Alma cresceu, aprendeu a ler com três anos, em livros de historinhas para criança e aos doze anos já lia livro de gente grande. A família morava próximo à uma biblioteca comunitária que a adolescente frequentava com assiduidade, pegava dois ou três livros, sentava-se no chão e se punha a lê-los sofregamente. Levava poucos minutos para devorá-los, o que assustava à bibliotecária de plantão. Em casa ela falava de temas os mais diversos possíveis, de assuntos desconhecidos para os pais, que ficavam boquiabertos enquanto ela falava.
Um dia pediu para visitar uma grande biblioteca, onde tivesse livros diferentes da biblioteca comunitária. Chegando lá, ficou longo tempo a olhar para aquelas prateleiras repletas de livros. Parou em uma sobre assuntos médicos, procurou um livro em especial, achou, pegou e sentou-se no chão para lê-lo. Ficou mais de duas horas lendo, sem parar e sem mudar de posição. O pai, assustado, foi duas vezes ter com ela, mas foi repelido, voltando para o seu local de observação.

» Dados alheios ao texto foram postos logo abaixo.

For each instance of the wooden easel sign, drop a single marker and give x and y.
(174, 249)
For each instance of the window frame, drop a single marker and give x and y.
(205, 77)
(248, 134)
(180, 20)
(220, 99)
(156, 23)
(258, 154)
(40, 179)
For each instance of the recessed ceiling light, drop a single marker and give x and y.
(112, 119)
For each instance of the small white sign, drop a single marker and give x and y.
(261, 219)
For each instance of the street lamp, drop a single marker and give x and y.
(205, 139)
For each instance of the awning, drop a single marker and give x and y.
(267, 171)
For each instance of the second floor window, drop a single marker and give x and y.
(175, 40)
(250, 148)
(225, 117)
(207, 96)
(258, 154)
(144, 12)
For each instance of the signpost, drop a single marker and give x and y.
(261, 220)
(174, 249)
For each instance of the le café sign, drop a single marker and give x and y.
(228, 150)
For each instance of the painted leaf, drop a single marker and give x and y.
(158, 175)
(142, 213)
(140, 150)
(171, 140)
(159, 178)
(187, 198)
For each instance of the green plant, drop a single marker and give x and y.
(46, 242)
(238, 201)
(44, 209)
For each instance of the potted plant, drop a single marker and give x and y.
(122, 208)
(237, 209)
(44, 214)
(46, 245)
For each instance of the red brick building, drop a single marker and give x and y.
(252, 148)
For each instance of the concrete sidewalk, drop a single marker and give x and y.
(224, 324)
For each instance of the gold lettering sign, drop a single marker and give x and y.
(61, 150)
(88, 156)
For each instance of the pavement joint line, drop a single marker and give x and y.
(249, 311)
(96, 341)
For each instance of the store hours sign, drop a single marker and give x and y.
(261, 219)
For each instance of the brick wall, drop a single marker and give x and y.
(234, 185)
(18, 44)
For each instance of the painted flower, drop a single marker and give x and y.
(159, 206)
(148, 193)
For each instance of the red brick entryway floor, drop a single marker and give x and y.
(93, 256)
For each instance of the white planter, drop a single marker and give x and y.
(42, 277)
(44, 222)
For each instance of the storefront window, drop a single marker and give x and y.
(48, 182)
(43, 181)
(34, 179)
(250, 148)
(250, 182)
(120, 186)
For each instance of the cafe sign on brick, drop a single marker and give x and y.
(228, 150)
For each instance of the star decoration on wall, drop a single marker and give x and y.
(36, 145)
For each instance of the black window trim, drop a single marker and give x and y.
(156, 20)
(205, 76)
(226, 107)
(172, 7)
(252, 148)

Depois de ter lido todo o livro, ela procurou o pai, pediu-lhe papel e caneta, escreveu o nome do livro, a fileira em que ele se encontrava e os números de catalogação da biblioteca. Embaixo dessas informações escreveu: entregar ao Dr. Valdemar, do Hospital onde eu fui submetida à cirurgia do coração. Só ela, e o pai, é claro, poderiam ver o que ela acabara de escrever. O pai ficou surpreso, pois até aquela data ninguém havia falado com ela sobre o acontecido no seu nascimento.

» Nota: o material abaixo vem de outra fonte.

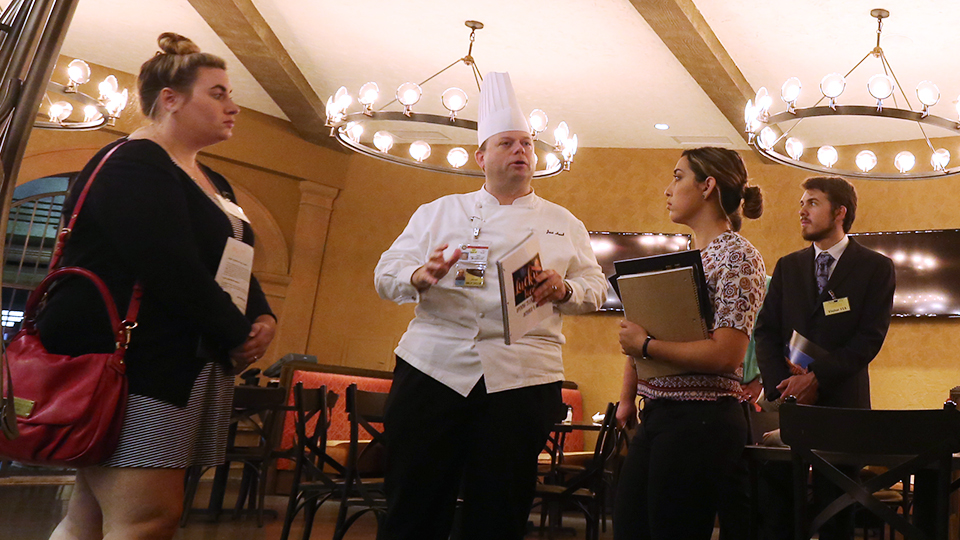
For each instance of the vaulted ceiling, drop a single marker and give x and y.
(610, 68)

Ela nunca vira o Dr. Valdemar, apenas a pediatra, cujas consultas pararam quando ela completou seis anos. O médico, ao ler o livro recomendado, passou a se interessar mais sobre o assunto. Tempos depois defendeu sua tese de doutorado relativo ao tema, que passou a ser procedimento recomendado; a presença de um cardiologista pediátrico durante partos, mesmo sem problemas aparentes. São os mistérios da vida.